Mania bem brasileira

Por Flávio Dutra

10/09/2018 13:33

Conheci o CEO de uma importante empresa, que mantinha um relacionamento em paralelo com a vistosa assistente dele. Ao ser questionado sobre as implicações do caso, aliás, de conhecimento geral, saiu-se com essa justificativa:

- Ela transa é com a instituição! - dando a entender que a moça oferecia seus favores sexuais mais à pessoa jurídica que ele representava do que à pessoa física. Era uma alpinista social, se bem que a pejoratização sexual já não é mais novidade nos ambientes corporativos.

Desde então, o bilao (também apelo para os apelidos, de vez em quando) do referido CEO ficou conhecido como ?a instituição?. O código logo passou a ser compartilhado por outros diretores, também bandalhos, da instituição, digo, da empresa, nos seus relacionamentos extraconjugais.

É bem brasileira essa mania de usar eufemismos e apelidos, ou mesmo expressões tidas como sofisticadas, para tudo e para todos. Gourmetizaram a linguagem muito além do natural dinamismo da língua. Isso ocorre, sobretudo, na imprensa esportiva. Cada vez mais observo o uso de termos que, no meu tempo de aplicado repórter setorista, soariam como pedantes. As entrevistas do técnico Tite na Copa eram recheadas dessa gourmetização e até hoje estou tentando descobrir, por exemplo, o que é, do que se alimenta e onde habita o tal ?externo?. Acredito que seja o antigo ponta, mas vá  saber!

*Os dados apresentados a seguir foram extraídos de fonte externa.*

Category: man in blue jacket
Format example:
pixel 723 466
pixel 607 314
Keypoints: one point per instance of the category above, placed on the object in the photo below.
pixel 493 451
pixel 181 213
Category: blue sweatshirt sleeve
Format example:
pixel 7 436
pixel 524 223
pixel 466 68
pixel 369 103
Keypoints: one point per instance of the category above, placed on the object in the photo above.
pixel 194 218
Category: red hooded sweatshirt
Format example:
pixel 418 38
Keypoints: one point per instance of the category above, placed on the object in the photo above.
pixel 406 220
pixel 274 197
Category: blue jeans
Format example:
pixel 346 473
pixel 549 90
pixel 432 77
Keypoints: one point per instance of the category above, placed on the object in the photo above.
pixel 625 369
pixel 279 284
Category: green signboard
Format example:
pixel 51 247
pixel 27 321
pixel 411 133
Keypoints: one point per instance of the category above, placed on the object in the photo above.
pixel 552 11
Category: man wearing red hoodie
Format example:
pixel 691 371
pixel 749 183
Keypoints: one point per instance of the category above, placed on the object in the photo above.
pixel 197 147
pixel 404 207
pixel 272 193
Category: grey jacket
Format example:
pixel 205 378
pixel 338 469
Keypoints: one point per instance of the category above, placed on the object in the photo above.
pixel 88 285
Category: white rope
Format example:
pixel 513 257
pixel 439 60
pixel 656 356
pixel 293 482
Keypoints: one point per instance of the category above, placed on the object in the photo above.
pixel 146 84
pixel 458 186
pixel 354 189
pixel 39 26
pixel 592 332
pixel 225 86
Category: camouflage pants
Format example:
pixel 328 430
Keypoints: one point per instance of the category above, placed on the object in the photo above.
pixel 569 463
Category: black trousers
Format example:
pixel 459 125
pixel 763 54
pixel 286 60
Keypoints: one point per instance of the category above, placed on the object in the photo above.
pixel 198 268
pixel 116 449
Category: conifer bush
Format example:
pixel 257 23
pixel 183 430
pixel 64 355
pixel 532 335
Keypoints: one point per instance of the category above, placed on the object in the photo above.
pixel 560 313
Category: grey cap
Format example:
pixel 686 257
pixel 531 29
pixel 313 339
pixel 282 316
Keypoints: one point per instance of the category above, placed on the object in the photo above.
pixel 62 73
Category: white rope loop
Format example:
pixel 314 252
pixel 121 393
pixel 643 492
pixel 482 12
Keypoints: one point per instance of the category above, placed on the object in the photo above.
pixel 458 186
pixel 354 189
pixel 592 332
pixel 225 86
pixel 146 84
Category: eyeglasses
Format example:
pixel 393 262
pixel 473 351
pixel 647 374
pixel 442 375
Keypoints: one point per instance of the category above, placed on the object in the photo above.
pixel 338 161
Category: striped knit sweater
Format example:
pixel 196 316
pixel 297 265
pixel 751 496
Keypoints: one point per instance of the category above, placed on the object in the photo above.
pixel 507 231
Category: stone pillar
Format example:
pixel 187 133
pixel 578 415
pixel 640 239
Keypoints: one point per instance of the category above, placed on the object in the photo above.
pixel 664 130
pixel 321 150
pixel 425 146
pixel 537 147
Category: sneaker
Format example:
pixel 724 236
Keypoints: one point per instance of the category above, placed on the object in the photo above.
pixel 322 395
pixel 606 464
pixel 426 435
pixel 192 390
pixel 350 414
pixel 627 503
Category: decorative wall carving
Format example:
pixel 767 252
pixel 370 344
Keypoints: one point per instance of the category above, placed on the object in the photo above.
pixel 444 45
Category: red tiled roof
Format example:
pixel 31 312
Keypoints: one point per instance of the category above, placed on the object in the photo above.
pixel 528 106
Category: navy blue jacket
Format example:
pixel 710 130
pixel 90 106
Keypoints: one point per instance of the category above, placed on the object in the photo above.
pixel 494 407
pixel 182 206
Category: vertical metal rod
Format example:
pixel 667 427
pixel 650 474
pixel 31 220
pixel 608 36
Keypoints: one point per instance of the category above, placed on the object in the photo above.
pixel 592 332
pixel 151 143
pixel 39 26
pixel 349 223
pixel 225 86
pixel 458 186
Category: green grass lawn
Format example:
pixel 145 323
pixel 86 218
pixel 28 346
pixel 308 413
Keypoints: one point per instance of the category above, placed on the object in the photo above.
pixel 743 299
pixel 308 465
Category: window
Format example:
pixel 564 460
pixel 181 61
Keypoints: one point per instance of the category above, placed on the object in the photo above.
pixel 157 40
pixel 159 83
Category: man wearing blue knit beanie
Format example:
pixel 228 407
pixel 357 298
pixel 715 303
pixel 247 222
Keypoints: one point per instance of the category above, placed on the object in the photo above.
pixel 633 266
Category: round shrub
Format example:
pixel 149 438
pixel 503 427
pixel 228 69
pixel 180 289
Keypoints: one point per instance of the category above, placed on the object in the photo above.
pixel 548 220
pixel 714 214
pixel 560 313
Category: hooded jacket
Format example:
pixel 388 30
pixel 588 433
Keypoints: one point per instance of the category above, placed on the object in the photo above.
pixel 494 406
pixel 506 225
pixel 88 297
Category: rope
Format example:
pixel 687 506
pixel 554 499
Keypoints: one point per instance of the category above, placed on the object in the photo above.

A reportalhada acaba adotando os termos e, de tanto repetirem, eles, os termos, se incorporam ao linguajar do dia a dia. Um exemplo clássico é o tal ?desconforto muscular?, que ouço num programa esportivo sim, noutro também. Não resisto novamente a cotejar com a forma que usávamos no passado, quando existiam duas gradações de lesões musculares, dependendo da quantidade de fibras rompidas: a distensão, que era um problema sério, e sua versão menos grave, o estiramento. Todo o resto era contusão.

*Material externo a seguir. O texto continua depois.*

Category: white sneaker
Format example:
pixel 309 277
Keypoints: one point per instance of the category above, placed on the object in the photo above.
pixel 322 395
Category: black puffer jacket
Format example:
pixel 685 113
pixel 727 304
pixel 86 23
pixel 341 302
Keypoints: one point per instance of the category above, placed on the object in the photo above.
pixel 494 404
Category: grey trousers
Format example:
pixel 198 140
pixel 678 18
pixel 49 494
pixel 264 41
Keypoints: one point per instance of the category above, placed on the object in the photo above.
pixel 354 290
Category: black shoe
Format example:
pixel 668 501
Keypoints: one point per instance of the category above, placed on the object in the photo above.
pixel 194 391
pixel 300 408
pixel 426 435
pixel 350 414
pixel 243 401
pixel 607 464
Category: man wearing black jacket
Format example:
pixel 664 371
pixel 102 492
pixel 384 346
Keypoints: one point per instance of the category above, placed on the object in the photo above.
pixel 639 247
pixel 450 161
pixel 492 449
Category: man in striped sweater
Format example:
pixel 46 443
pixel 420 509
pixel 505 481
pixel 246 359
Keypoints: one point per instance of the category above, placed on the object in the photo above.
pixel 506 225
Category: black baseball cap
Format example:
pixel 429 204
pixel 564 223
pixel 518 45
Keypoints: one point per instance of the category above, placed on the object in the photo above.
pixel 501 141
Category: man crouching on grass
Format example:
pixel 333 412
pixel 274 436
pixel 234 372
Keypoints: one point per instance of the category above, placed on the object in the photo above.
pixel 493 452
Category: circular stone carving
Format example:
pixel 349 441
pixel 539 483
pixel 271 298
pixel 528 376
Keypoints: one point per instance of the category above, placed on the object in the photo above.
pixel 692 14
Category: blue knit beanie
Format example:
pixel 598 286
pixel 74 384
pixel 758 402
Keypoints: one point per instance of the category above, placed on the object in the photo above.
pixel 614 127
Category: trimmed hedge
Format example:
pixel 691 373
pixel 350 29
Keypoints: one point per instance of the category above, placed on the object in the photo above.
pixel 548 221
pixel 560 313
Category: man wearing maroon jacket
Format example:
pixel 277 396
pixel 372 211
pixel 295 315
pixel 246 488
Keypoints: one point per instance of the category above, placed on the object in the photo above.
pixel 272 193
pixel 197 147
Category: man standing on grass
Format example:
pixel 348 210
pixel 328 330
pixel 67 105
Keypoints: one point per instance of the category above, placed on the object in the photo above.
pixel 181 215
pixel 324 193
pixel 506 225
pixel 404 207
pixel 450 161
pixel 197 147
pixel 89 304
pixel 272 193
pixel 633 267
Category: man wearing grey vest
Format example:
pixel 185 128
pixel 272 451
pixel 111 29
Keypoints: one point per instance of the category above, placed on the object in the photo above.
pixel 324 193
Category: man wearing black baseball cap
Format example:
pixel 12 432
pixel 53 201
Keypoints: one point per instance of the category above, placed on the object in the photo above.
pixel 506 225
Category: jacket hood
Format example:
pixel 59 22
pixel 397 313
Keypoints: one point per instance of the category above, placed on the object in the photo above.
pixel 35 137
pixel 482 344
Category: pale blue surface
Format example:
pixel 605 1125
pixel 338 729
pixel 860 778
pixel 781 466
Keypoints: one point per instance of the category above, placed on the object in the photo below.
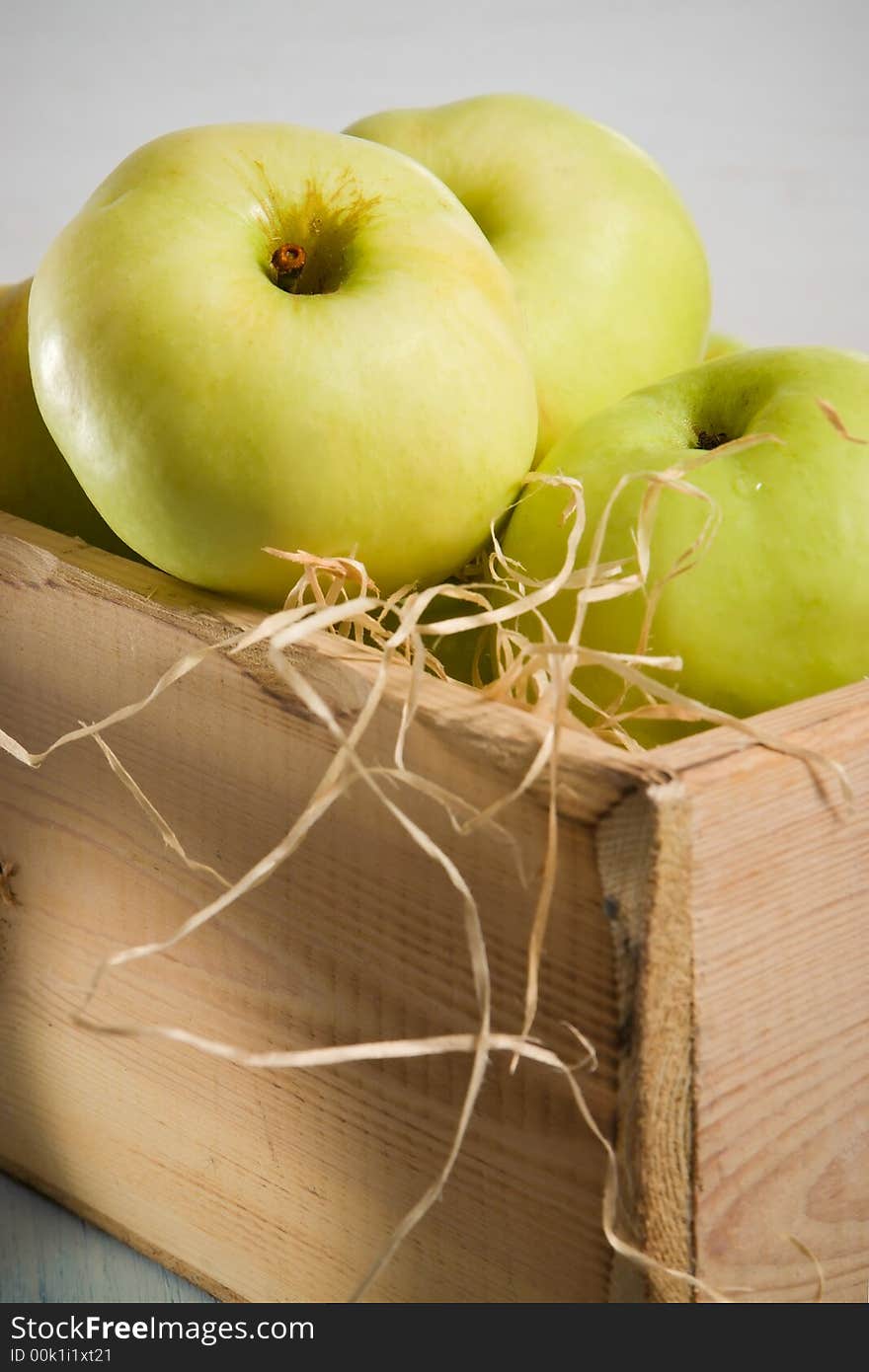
pixel 49 1255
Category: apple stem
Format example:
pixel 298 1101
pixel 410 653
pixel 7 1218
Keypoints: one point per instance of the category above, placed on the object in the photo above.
pixel 288 264
pixel 710 440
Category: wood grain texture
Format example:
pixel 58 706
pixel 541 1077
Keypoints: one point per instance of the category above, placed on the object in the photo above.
pixel 268 1185
pixel 49 1255
pixel 780 908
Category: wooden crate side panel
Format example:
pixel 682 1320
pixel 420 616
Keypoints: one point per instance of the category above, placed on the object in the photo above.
pixel 781 956
pixel 644 858
pixel 271 1185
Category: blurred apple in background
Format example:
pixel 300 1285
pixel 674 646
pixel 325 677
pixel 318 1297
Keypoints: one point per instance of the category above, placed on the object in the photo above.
pixel 35 481
pixel 777 608
pixel 607 263
pixel 722 344
pixel 263 335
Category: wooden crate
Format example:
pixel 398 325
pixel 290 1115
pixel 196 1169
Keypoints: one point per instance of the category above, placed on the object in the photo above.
pixel 709 935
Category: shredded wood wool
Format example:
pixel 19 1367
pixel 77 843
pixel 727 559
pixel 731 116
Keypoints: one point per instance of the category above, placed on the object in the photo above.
pixel 534 674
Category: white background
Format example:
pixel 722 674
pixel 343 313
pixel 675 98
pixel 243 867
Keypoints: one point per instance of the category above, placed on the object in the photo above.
pixel 758 112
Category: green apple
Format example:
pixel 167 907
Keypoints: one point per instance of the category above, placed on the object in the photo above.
pixel 268 337
pixel 35 481
pixel 777 608
pixel 607 263
pixel 722 344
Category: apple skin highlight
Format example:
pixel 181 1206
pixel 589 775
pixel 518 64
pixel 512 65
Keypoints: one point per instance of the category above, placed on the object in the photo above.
pixel 383 409
pixel 777 607
pixel 608 265
pixel 35 479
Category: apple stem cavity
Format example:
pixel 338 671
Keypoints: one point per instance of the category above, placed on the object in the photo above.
pixel 288 264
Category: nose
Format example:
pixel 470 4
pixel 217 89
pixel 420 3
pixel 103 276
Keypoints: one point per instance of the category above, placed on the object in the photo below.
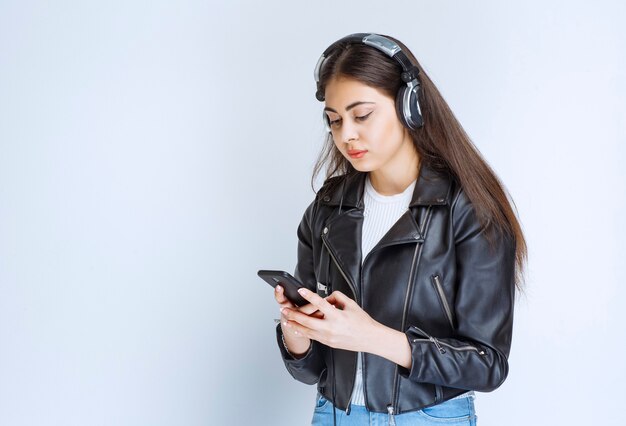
pixel 348 132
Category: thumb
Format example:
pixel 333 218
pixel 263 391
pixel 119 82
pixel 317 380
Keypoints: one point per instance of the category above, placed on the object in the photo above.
pixel 339 299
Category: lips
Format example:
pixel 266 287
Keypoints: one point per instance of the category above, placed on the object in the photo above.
pixel 356 153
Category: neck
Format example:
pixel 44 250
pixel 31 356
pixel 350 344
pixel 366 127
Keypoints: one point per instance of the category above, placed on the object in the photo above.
pixel 395 180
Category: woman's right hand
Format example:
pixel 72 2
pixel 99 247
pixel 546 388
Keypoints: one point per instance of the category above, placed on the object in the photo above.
pixel 296 343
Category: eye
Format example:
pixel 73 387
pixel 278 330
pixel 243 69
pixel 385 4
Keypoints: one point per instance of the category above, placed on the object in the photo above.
pixel 363 117
pixel 333 123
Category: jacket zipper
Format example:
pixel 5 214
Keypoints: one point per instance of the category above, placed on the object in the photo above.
pixel 442 350
pixel 352 287
pixel 416 254
pixel 442 297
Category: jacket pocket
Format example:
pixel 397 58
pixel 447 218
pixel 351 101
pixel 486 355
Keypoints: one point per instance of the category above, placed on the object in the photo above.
pixel 436 282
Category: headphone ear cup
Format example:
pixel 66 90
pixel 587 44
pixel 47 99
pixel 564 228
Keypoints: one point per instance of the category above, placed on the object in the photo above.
pixel 411 116
pixel 326 121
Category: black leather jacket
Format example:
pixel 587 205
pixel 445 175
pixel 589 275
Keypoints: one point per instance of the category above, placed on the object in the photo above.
pixel 434 276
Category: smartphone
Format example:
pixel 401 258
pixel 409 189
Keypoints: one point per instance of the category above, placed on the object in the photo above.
pixel 288 282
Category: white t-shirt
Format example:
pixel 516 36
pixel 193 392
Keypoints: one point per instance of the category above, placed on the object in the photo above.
pixel 380 214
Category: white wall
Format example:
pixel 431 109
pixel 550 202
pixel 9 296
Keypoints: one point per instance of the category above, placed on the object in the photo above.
pixel 154 155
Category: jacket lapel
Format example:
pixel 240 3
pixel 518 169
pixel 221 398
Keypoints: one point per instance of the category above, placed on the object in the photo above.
pixel 342 235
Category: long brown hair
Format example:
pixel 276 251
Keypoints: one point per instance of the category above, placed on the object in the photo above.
pixel 441 143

E as novas funções nas comissões técnicas, que fazem a alegria dos cronistas mais eruditos? Eles adoram falar na importância dos fisiologistas ou dos analistas de desempenho, símbolos da modernidade do futebol. Bandeirinha virou ?assistente? e aqueles auxiliares, que ficam atrás do gol, atendem pelo pomposo título de ?adicionais?, embora para estes eu prefira a definição do  Pedro Ernesto Denardin, que batizou os sujeitos de samambaia ? apenas enfeitam o ambiente.  Já o antigo marrecão, agora é gandula e os aspirantes do passado se transformaram no ?time alternativo?. Gourmetizaram as funções no futebol! Suspeito, mas não tenho certeza, de que seja mais um efeito do politicamente correto.

Pode parecer conservadorismo, mas ainda prefiro simplicidade nas terminologias, nas definições e nas explicações, para que sejam mais substantivas e menos adjetivadas. Isso me remete à resposta de um conceituado escritor ao cronista estreante, sedento de elogios e falsamente modesto, que pediu uma ?crítica severa? sobre seus textos.

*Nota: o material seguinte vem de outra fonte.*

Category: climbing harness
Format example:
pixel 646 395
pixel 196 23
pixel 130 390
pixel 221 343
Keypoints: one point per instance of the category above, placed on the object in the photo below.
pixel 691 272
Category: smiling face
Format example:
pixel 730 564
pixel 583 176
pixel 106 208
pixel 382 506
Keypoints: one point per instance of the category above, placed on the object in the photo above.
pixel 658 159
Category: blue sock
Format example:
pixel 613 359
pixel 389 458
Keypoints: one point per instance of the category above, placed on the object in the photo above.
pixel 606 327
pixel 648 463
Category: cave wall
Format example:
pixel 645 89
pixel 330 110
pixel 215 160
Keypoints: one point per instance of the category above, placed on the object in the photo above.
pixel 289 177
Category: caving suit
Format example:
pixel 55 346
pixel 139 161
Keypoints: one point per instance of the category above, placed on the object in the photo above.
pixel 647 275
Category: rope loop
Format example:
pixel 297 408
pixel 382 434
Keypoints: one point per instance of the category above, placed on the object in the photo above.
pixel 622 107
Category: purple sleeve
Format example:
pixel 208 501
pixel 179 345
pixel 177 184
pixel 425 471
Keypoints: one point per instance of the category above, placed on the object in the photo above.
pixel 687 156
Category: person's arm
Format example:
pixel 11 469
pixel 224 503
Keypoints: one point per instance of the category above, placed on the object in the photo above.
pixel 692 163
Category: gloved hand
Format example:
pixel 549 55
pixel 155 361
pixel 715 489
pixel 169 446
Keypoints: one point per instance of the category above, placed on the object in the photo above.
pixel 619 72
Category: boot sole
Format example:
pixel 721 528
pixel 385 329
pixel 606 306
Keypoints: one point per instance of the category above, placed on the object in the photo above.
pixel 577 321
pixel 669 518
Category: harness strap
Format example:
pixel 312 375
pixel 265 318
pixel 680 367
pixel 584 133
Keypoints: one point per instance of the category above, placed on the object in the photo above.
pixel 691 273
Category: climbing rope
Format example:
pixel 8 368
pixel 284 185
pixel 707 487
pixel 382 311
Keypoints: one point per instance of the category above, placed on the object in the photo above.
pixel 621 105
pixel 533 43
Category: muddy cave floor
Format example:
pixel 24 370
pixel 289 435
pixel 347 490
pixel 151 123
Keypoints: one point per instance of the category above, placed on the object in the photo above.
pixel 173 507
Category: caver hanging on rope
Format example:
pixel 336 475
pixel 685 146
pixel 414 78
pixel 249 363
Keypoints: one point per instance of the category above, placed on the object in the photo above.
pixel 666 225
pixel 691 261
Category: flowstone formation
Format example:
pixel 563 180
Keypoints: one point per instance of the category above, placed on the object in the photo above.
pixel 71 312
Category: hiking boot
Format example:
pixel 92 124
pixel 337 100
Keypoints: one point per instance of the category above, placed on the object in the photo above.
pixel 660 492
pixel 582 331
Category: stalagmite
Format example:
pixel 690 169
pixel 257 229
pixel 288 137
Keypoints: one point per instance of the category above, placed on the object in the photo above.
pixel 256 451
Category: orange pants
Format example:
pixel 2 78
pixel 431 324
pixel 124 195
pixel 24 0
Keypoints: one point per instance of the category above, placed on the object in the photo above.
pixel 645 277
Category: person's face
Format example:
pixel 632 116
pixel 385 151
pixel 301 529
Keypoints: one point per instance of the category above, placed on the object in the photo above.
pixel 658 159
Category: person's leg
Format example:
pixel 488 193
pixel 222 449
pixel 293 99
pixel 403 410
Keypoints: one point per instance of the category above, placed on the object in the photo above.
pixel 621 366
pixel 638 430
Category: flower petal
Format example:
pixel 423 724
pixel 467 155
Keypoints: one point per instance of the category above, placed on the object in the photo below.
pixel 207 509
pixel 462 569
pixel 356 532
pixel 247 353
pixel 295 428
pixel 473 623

- Um influente líder politico brasileiro, de minhas relações, considerava sem sentido quando alguma autoridade anunciava que ia instaurar ?um rigoroso? inquérito. Para ele, o inquérito devia ser apenas um inquérito, isento e sério.  O rigor não caberia.

E completou, direto ao ponto, num exemplo de como uma única palavra muda tudo:

- Posso te assegurar que vou seguir a linha dele e fazer uma crítica sincera, pois severo não combina muito comigo...

Pois é, severo e sincero rimam, mas não combinam. Até concordo em latitude e longitude com a assertiva, mas conhecendo a natureza humana e a qualidade dos textos em análise, acredito que o tal cronista preferiria a forma do elogio fácil.  Afinal, um pouco de cinismo nunca fez mal a ninguém.